Weakly dynamic dark energy via metric-scalar couplings with torsion

TL;DR

This paper explores a non-minimally coupled scalar field with torsion as a model for weakly dynamic dark energy, providing explicit cosmological solutions and constraints consistent with current observations and local gravity tests.

Contribution

It introduces a novel scalar-torsion coupling framework for dark energy, deriving explicit solutions and observational bounds, and highlights differences from a cosmological constant.

Findings

Dark energy can be weakly dynamic with torsion-scalar couplings.

Explicit cosmological solutions are consistent with observational data.

Upper bounds on torsion parameters and large Brans-Dicke parameter are established.

Abstract

We study the dynamical aspects of dark energy in the context of a non-minimally coupled scalar field with curvature and torsion.

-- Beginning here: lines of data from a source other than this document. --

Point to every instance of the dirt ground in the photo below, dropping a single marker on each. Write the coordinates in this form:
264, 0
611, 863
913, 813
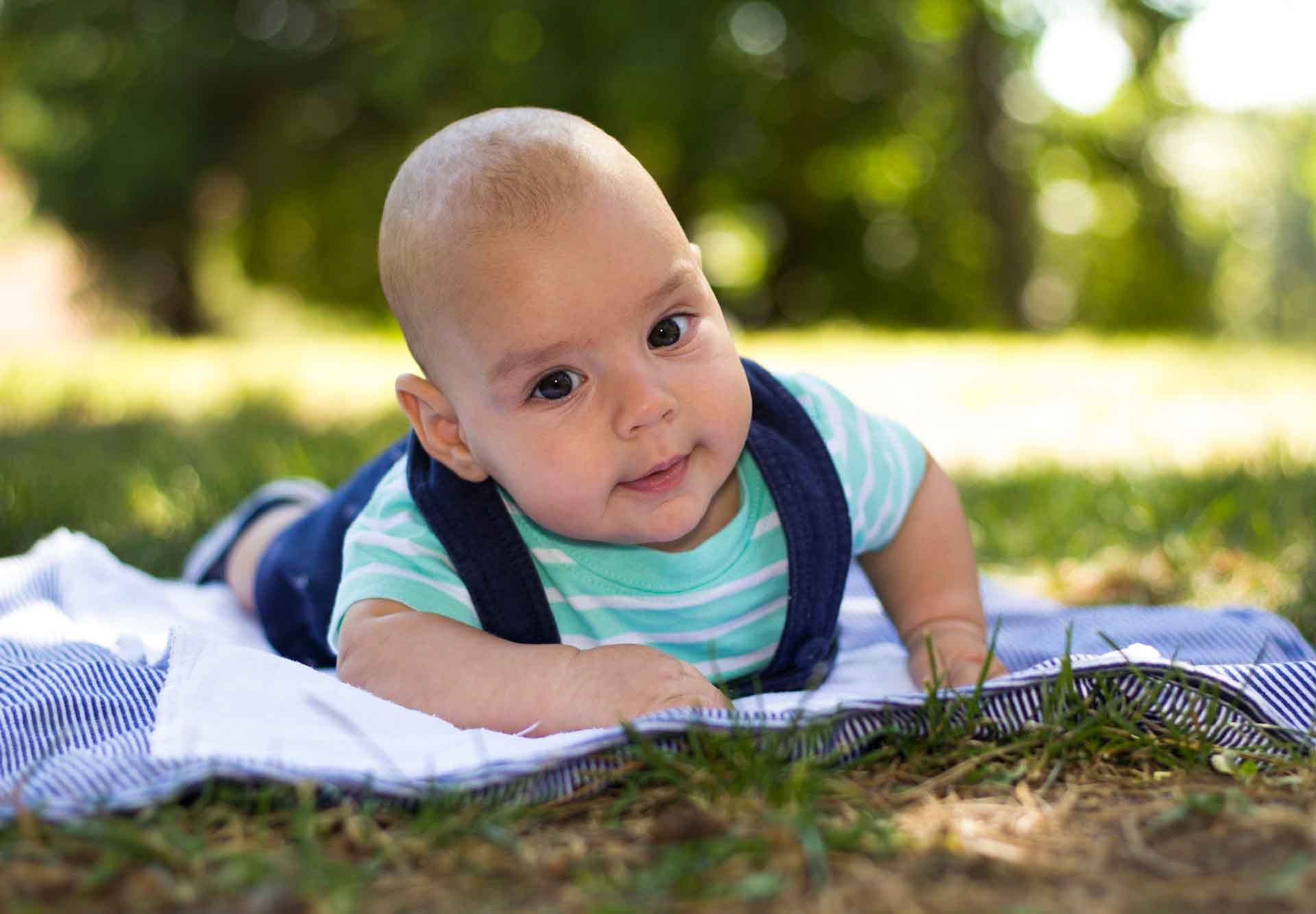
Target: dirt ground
1119, 842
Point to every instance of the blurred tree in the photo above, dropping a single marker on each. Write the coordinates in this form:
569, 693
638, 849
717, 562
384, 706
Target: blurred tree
119, 110
836, 158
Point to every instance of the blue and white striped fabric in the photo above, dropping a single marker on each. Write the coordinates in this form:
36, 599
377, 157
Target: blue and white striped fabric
98, 715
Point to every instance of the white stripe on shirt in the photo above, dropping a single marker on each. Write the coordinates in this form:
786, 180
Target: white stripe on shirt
585, 642
583, 603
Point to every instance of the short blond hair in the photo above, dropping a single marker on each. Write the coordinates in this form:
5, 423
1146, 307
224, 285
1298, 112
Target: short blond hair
495, 173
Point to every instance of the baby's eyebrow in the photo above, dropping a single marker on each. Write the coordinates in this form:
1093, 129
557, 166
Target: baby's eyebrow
513, 359
516, 358
678, 277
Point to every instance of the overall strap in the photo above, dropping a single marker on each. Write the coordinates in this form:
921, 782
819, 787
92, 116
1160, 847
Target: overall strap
816, 521
487, 552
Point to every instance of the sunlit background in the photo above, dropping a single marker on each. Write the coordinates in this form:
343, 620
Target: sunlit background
1069, 243
1008, 166
1032, 163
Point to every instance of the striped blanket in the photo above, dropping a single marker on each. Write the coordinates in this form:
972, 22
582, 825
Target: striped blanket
119, 689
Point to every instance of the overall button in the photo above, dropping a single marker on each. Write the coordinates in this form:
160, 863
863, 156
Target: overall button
812, 652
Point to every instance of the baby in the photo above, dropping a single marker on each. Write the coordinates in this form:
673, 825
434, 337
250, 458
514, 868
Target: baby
600, 510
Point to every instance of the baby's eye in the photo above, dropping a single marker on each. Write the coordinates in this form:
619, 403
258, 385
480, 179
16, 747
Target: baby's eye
557, 384
668, 332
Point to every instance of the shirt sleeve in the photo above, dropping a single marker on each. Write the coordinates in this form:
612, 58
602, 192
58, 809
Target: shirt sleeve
879, 462
391, 554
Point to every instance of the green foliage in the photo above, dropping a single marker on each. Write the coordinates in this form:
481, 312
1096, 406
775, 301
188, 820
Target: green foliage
844, 158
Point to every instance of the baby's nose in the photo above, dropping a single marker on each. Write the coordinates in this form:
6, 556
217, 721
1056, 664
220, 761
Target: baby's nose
645, 403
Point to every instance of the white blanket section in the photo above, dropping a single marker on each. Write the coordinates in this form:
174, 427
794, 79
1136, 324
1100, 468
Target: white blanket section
228, 695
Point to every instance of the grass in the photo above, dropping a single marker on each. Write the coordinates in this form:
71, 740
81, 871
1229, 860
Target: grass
144, 443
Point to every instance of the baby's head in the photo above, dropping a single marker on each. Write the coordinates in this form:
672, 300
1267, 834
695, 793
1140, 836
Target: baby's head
572, 346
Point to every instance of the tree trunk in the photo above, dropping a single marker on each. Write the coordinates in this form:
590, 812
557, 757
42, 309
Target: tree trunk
1004, 201
177, 308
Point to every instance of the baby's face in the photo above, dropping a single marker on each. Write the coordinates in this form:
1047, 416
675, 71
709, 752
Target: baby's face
595, 379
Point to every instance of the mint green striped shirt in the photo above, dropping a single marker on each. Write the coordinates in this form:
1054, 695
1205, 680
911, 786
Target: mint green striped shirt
720, 605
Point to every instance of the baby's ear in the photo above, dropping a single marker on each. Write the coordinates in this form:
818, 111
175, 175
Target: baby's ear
435, 423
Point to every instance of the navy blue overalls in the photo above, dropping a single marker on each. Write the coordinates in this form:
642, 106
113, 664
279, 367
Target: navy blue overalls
297, 578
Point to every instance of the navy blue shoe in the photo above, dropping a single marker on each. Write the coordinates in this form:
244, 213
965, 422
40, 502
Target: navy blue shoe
206, 562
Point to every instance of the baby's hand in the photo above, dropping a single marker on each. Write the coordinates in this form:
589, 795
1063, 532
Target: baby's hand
616, 683
961, 652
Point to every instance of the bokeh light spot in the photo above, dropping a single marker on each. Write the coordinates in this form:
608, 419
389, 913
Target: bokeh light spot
758, 28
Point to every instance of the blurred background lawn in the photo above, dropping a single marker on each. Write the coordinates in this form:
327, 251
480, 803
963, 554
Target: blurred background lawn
1069, 243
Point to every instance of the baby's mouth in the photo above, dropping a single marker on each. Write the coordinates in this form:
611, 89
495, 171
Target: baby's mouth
661, 478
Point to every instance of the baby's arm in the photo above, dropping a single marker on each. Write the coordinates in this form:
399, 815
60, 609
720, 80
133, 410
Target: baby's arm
473, 679
927, 579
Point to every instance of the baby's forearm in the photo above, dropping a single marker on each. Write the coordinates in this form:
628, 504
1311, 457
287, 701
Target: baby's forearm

Whereas the scalar field acts as the source of the trace mode of torsion, a suitable constraint on the torsion pseudo-trace provides a mass term for the scalar field in the effective action. In the equivalent scalar-tensor framework, we find explicit cosmological solutions representing dark energy in both Einstein and Jordan frames. We demand the dynamical evolution of the dark energy to be weak enough, so that the present-day values of the cosmological parameters could be estimated keeping them within the confidence limits set for the standard $\L$CDM model from recent observations. For such estimates, we examine the variations of the effective matter density and the dark energy equation of state parameters over different redshift ranges. In spite of being weakly dynamic, the dark energy component differs significantly from the cosmological constant, both in characteristics and features, for e.g. it interacts with the cosmological (dust) fluid in the Einstein frame, and crosses the phantom barrier in the Jordan frame. We also obtain the upper bounds on the torsion mode parameters and the lower bound on the effective Brans-Dicke parameter. The latter turns out to be fairly large, and in agreement with the local gravity constraints, which therefore come in support of our analysis.